JBDTBnews.com | DEPOK – Aksi demonstrasi buruh di PT Immortal yang berlokasi di Jalan Pekapuran, Kelurahan Sukatani, Kecamatan Tapos, Kota Depok, Selasa (19/5/2026), nyaris memicu ketegangan dengan warga sekitar.
Ketegangan bermula dari informasi yang beredar di masyarakat bahwa massa aksi berencana menutup akses Jalan Pekapuran, yang merupakan jalur utama aktivitas warga. Kekhawatiran tersebut mendorong warga dan pemuda yang tergabung dalam Forum Warga Sukatani mendatangi lokasi aksi untuk menyampaikan aspirasi secara langsung.
Dalam orasinya, warga meminta agar aksi buruh tidak diwarnai tindakan yang dapat mengganggu ketertiban lingkungan.
“Jangan coba-coba mengganggu wilayah kami. Kami akan melawan jika terjadi kerusuhan,” ujar Pardong, Koordinator Forum Warga Sukatani, yang hadir bersama Ketua PETA Uchi Tile dan sekitar 80 warga.
Warga menyampaikan sejumlah pernyataan sikap, di antaranya:
- Warga Sukatani mencintai perdamaian dan lingkungan tempat tinggalnya.
- Warga menginginkan suasana kampung tetap aman, tentram, dan kondusif.
- Warga mendukung pemerintah serta aparat penegak hukum dalam menjaga ketertiban lingkungan.

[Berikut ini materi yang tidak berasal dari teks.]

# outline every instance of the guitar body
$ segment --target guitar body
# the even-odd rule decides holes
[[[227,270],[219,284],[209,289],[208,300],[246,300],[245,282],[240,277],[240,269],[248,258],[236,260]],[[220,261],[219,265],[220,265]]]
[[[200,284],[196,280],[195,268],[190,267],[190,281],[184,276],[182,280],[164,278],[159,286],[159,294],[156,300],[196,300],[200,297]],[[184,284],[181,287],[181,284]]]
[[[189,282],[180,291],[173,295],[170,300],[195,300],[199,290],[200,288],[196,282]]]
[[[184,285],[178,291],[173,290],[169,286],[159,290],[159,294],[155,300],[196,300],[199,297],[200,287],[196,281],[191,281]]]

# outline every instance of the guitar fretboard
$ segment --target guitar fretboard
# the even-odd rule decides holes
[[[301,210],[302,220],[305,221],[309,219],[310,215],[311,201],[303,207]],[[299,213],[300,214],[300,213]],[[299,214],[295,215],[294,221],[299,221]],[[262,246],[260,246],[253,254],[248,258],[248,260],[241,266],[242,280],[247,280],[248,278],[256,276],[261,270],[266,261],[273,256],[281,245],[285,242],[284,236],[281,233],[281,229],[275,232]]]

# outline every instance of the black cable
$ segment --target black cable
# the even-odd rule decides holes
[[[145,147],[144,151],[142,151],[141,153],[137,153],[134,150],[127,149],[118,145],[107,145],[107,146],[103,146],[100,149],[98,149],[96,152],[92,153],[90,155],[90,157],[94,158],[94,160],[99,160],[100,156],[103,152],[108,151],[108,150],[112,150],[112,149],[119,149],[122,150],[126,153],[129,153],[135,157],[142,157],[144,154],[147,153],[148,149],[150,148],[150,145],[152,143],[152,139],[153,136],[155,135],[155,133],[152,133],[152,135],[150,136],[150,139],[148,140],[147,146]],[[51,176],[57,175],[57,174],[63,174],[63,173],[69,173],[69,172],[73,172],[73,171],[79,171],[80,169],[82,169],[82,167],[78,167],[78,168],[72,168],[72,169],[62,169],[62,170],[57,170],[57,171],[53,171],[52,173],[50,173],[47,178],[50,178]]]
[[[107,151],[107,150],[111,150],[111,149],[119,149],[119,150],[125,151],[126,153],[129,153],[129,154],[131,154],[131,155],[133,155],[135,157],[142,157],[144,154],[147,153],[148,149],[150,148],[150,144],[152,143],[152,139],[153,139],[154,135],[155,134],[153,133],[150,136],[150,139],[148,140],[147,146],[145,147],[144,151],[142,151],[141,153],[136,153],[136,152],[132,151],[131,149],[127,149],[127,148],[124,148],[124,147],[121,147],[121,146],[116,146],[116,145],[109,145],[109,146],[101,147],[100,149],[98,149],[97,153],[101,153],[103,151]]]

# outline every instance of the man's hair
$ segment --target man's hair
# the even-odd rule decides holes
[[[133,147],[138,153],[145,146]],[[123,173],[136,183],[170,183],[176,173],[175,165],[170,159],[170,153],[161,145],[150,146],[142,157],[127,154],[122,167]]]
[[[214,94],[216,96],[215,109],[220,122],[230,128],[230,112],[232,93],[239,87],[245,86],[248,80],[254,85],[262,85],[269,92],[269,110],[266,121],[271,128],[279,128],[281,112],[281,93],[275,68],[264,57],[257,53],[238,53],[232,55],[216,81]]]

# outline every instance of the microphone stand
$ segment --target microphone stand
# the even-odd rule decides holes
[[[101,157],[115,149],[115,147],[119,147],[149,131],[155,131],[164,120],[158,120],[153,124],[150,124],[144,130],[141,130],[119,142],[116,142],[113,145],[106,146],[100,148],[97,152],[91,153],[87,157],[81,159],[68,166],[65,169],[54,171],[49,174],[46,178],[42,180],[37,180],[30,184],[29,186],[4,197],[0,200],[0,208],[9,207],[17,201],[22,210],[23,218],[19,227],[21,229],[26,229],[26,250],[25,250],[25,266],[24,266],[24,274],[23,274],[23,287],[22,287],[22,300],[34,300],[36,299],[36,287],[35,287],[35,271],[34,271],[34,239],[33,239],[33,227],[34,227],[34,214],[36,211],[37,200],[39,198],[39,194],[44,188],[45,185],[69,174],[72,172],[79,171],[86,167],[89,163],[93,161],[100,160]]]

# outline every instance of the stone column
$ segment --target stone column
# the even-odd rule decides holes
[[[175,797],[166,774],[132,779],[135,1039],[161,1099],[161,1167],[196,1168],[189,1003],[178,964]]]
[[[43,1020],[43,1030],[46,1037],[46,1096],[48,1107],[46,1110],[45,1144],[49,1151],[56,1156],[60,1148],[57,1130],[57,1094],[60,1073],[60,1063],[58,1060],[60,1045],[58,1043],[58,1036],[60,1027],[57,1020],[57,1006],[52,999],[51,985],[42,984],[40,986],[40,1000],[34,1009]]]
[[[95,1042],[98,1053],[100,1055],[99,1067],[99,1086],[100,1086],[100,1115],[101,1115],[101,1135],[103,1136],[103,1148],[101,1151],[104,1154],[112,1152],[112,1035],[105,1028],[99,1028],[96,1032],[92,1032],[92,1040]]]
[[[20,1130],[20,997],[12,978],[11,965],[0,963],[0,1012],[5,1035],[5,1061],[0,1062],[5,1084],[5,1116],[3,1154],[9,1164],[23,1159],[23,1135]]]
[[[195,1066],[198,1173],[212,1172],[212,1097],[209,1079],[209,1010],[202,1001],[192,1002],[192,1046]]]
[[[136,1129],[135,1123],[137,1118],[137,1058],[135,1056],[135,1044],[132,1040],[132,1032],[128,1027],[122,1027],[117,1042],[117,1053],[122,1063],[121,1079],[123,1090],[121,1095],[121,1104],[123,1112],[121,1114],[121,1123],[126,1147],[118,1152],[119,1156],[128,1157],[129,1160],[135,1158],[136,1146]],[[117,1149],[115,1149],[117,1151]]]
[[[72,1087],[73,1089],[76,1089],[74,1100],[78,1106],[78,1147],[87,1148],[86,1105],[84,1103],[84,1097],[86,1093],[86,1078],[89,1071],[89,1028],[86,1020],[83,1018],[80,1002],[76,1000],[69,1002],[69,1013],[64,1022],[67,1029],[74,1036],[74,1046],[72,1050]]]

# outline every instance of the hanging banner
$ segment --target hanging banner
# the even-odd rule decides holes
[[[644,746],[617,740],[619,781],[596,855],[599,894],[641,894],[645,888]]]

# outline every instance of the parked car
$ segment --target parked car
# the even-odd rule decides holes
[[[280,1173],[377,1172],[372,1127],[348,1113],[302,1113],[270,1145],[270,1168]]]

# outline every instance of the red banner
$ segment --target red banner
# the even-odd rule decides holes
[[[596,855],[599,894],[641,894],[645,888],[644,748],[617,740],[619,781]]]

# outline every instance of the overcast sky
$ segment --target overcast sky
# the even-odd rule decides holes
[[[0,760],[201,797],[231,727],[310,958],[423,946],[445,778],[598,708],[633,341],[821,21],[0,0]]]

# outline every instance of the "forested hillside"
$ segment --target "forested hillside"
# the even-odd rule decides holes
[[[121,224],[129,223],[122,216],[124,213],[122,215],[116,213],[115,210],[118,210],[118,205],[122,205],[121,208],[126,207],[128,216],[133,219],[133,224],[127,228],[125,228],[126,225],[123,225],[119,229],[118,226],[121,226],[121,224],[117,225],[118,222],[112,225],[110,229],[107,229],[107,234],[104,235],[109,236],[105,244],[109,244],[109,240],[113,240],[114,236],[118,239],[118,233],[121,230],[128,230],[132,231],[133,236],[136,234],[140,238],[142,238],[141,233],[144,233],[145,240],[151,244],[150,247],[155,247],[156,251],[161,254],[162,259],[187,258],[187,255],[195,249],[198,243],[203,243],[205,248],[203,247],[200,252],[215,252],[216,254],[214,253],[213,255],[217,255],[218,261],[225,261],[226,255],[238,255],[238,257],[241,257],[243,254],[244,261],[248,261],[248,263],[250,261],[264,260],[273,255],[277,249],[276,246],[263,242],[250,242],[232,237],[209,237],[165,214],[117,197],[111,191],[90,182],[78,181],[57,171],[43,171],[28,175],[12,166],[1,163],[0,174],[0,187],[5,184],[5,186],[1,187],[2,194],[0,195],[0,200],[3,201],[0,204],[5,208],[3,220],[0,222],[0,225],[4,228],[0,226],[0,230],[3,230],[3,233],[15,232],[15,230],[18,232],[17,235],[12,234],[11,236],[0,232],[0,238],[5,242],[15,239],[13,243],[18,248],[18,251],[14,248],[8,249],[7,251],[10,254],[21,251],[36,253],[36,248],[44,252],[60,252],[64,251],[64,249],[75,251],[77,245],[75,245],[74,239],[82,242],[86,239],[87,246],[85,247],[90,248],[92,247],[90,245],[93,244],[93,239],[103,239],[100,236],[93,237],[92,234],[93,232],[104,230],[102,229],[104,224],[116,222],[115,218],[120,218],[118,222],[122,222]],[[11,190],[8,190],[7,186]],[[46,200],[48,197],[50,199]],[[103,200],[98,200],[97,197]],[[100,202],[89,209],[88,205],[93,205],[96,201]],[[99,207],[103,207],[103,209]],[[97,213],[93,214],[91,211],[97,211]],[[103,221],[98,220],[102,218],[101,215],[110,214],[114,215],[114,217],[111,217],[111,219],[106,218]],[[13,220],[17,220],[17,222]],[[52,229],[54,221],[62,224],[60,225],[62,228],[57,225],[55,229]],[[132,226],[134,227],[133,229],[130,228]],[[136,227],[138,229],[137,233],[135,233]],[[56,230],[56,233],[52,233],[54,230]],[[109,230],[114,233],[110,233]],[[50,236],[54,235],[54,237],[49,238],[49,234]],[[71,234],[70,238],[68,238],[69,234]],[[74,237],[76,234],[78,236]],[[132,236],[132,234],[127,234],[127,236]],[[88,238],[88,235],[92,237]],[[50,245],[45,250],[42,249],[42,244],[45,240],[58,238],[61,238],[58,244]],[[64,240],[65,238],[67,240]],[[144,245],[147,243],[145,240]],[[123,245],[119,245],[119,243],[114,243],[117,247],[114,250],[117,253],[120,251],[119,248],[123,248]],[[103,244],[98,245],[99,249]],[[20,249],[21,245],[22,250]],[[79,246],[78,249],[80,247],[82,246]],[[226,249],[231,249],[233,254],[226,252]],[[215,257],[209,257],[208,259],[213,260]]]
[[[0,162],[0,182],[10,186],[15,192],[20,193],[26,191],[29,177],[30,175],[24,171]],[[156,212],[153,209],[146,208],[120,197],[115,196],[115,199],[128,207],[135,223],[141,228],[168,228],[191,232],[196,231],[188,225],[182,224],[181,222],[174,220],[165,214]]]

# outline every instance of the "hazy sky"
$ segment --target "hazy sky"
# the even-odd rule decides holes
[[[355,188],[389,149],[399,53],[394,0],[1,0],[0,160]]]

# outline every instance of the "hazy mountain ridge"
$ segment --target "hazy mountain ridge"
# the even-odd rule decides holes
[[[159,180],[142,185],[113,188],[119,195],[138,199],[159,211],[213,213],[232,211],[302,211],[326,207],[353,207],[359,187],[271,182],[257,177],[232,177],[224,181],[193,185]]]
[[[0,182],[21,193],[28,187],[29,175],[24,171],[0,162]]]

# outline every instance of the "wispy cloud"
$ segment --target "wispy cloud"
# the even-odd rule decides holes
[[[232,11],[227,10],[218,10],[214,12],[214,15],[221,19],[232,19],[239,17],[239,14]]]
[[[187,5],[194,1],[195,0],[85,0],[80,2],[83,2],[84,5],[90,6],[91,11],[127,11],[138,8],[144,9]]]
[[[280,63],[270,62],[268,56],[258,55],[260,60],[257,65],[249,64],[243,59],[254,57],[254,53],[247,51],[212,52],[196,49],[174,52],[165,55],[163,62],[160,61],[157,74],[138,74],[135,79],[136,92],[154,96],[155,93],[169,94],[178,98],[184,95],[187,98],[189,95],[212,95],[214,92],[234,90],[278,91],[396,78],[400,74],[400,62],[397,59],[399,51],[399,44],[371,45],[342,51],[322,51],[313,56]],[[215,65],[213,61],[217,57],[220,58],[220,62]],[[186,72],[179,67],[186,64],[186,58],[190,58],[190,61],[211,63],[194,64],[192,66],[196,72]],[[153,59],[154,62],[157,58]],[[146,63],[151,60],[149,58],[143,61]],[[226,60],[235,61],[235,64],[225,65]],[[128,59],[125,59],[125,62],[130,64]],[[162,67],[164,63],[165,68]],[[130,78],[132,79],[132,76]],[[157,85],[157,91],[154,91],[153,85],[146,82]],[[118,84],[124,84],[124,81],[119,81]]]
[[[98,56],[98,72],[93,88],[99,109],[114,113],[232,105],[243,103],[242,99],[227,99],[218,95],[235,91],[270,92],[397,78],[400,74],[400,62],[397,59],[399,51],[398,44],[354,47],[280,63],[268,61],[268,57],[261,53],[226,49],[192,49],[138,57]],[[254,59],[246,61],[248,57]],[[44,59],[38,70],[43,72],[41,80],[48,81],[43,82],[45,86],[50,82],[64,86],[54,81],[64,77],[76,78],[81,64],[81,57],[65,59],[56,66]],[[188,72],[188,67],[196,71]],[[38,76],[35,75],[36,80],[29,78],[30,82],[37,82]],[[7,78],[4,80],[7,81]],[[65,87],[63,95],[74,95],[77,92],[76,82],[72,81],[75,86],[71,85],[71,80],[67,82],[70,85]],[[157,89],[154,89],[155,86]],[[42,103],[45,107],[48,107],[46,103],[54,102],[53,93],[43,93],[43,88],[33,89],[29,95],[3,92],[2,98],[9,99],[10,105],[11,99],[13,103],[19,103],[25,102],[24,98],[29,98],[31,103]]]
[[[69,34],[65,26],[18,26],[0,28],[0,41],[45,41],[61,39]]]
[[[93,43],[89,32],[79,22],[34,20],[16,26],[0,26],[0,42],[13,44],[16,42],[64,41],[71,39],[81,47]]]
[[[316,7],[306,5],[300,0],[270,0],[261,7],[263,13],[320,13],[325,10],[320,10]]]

- Warga menolak adanya pihak luar yang diduga sebagai provokator yang dapat memicu kerusuhan.
- Warga menegaskan akan bertindak tegas terhadap siapa pun yang membuat onar.
- Warga mengindikasikan adanya oknum yang mengatasnamakan pejuang, namun diduga sebagai provokator.
- Warga meminta agar permasalahan ketenagakerjaan diselesaikan secara santun melalui mekanisme bipartit, tripartit, maupun jalur hukum.
- Warga mendukung penyelesaian masalah secara damai dan bijaksana.
- Warga menyatakan kesiapan menjaga dan membela lingkungan kampung.
- Warga menegaskan sikap cinta damai, namun tidak akan membiarkan wilayahnya terganggu.
- Warga mengajak semua pihak menjaga kondusivitas dengan musyawarah, gotong royong, dan nilai-nilai Pancasila.
Kehadiran warga di lokasi aksi berlangsung dalam pengawalan aparat, sehingga situasi tetap terkendali dan tidak terjadi bentrokan. Warga berharap seluruh pihak dapat menahan diri serta mengedepankan dialog demi menjaga ketertiban dan kenyamanan lingkungan.